Round the folded edge with your hands, unfold and gently lower into a well buttered 1 litre pudding basin.

fitted pastry

Mould the pastry into the shape of the bowl and trim off the overhang. This is much easier with suet pasty than pastry made with butter, which is brittle.


Fill the pastry with the cold venison and kidney mixture (hot filling melts the fat in pastry), leaving about a 2 cm gap at the top.


Fold down the edges onto the filling and moisten with water.

pastry lid

Use your fingers to make a circle of dough from the remaining pastry, which will form a lid.


Push the lid onto the wet pastry to seal.


Butter a piece of greaseproof paper to go on top (butter side down) and give it a small pleat – the pudding will expand while cooking. Fold a large piece of aluminium foil in two (about 12 cm square) and give that a pleat too! Cover the greaseproof paper with the foil, on top of the pudding basin. Using a 1 metre long piece of string, tie the paper and foil lid around the lip of the basin. A tight butchers knot on two sides is good. Make a handle out of the leftover string, to lift the basin in and out of the steam. Step by step pictures here, at Prue Leith’s Cookery School.

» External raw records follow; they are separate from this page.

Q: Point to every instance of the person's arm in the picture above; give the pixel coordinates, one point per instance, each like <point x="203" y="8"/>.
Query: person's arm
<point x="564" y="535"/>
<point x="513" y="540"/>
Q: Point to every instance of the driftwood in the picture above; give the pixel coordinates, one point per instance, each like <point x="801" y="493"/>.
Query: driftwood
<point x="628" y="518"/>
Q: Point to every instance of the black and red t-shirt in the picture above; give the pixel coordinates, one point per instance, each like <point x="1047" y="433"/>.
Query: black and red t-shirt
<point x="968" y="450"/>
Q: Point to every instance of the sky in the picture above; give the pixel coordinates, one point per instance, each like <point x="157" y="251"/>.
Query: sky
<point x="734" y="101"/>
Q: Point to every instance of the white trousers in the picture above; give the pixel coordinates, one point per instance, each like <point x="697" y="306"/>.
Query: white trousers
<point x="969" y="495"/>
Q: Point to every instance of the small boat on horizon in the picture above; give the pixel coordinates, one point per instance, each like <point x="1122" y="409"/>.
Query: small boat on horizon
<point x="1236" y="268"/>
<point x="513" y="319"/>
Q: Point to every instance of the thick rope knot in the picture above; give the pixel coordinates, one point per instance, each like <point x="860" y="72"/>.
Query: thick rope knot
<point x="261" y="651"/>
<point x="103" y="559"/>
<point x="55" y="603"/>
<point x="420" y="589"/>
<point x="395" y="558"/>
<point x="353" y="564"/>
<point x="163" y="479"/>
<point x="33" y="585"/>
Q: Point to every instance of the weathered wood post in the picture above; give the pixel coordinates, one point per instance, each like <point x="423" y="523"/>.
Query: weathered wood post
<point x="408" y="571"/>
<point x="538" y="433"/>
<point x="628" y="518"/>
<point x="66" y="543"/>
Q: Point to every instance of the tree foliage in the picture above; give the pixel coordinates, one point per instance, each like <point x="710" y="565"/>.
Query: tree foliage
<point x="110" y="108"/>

Place the pudding basin into a steamer, or a deep saucepan (ideally stand the bowl on a trivet or a piece of crumpled foil, so it’s not in contact with the saucepan, which can cause it to crack) of boiling water. It is usual to immerse the basin about halfway deep in the boiling water – it will take longer if it sits above. Steam for about 2 hours (it’s not critical) – do check from time to time to see that the saucepan doesn’t boil dry.

steamed pudding

When done, loosen the edge of the pastry with a knife.

cut open

Turn out onto a warm plate. Cut and serve with mashed potatoes and seasonal vegetables. You may require additional gravy. I recommend drinking a glass of Los Arráez Arcos vino tinto (a crianza from Valencia) with the venison pudding.